Q: Fran, I read you’re planning to move to Germany.

FH: Yeah, to Berlin. My wife is German and I want to change the backdrop. We thought Berlin would be a good place. New York was a place we were going to go to but before we go there we’re going to Berlin. It’s closer to our mothers and the boy’s grandmothers. New York’s just too far away.

Q: How’s being a dad changed you?

FH: It makes me want to work harder. I enjoy my job more. I feel more mature – but that might have nothing to do with being a father. It might just be to do with being 34-years-old and having been doing this job for 10 years. All I know that as a father, as a parent, it’s great. It’s a pleasure watching someone grow up and to be there for them and not judge them. Let them become who they’re going to become. Obviously they’re going to pick up traits of you and other people. It’s such a nice thing to see.

Q: Dougie do you know if you’re having a boy or a girl?

DP: No, Kel was quite keen to know. She wanted to know if she was having a boy – she said she wanted to know if she’s got wee balls. But then a friend of mine said, don’t find out - it’s the only time in your life that you get to meet somebody with absolutely no preconceptions whatsoever. I told Kel that and she was like, that’s quite good.


Q: I read you like to test music on kids?

FH: I was kind of worried at first because I would play Clay music and he would just sit, motionless. He wouldn’t move a muscle when he listened to music – for a year. For over a year he had no reaction to music. If he had a reaction it was to sit really still – almost in a trance.

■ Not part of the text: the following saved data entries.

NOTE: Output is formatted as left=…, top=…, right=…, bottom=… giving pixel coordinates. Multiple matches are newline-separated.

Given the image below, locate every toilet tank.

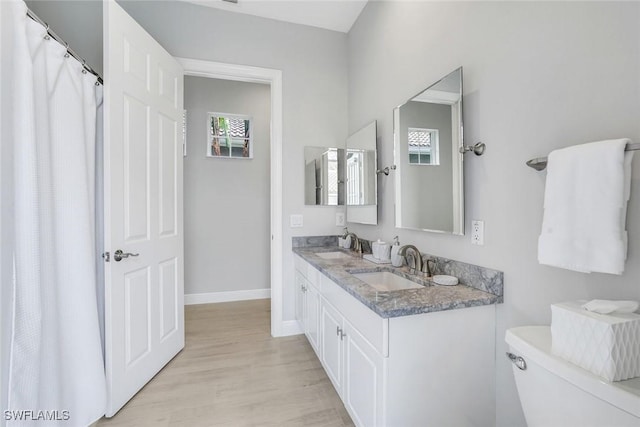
left=506, top=326, right=640, bottom=427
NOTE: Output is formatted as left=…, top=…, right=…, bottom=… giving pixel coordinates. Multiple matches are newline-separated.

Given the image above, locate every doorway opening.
left=183, top=76, right=271, bottom=303
left=177, top=58, right=285, bottom=337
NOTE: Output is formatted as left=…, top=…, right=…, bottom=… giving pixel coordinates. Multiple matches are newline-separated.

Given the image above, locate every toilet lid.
left=506, top=326, right=640, bottom=418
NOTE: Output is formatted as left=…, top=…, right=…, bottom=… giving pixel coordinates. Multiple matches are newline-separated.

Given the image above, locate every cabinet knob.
left=340, top=331, right=346, bottom=340
left=336, top=326, right=341, bottom=336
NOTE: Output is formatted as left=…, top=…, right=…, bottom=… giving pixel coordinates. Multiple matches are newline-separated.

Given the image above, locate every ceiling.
left=181, top=0, right=369, bottom=33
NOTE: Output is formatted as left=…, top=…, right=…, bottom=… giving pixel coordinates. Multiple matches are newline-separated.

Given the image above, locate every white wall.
left=24, top=0, right=103, bottom=75
left=119, top=0, right=348, bottom=319
left=348, top=2, right=640, bottom=425
left=184, top=76, right=271, bottom=295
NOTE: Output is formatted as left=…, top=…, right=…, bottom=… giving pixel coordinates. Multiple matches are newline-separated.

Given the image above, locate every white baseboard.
left=184, top=288, right=271, bottom=305
left=279, top=320, right=304, bottom=336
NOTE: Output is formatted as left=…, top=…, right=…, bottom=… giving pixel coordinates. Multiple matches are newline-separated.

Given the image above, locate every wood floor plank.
left=97, top=299, right=354, bottom=427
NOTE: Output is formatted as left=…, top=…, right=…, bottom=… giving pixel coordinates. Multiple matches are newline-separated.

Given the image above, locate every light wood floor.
left=97, top=299, right=353, bottom=427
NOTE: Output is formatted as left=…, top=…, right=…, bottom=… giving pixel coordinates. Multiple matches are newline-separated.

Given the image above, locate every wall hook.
left=376, top=165, right=396, bottom=176
left=459, top=142, right=486, bottom=156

Now he’s started to dance and I think he’s started to sing. Anything melodic on the radio that comes on he goes, Paba. I’m Paba.

DP: Like Robbie Williams.

FH: Robbie Williams came on the radio and I was like, son – no! I was thinking last night actually about how when I grew up I didn’t have any musical instruments around me and I gravitated towards them. To do music as a career it’s a whole different ball game but just playing an instrument . . . if you’ve always got them around you, you will gravitate towards them. When I was first gravitating towards them it was always this thing you couldn’t get. There was always this guitar and it was always in a window or in a catalog.

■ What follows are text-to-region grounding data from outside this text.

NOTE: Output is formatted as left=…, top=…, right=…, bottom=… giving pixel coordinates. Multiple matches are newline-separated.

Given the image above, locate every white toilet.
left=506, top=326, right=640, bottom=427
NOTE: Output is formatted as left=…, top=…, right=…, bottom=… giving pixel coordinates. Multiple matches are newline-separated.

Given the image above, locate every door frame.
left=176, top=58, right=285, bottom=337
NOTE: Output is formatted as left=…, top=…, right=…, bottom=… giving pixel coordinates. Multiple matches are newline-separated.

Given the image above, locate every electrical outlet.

Q: How is Gordon Brown doing?

DP: We don’t really know at the moment because we’ve been away for months. In general I think he’s great. I really like him. I met him once at a premiere of one of my wife’s films and I thought he was fantastic. I thought he was the exact opposite of the way he’s portrayed in the British media. He’s portrayed as very dour and very serious and not particularly charming. He is incredibly charismatic, very intelligent, really charming and a really nice guy. He’s got a lovely way about him. During the Blair years – which were full of optimism and playing with the media and all that I feel like there’s a grown up in charge again rather than a celebrity. I don’t want a celebrity running the country, I want a decent politician. He seems like a pretty decent guy.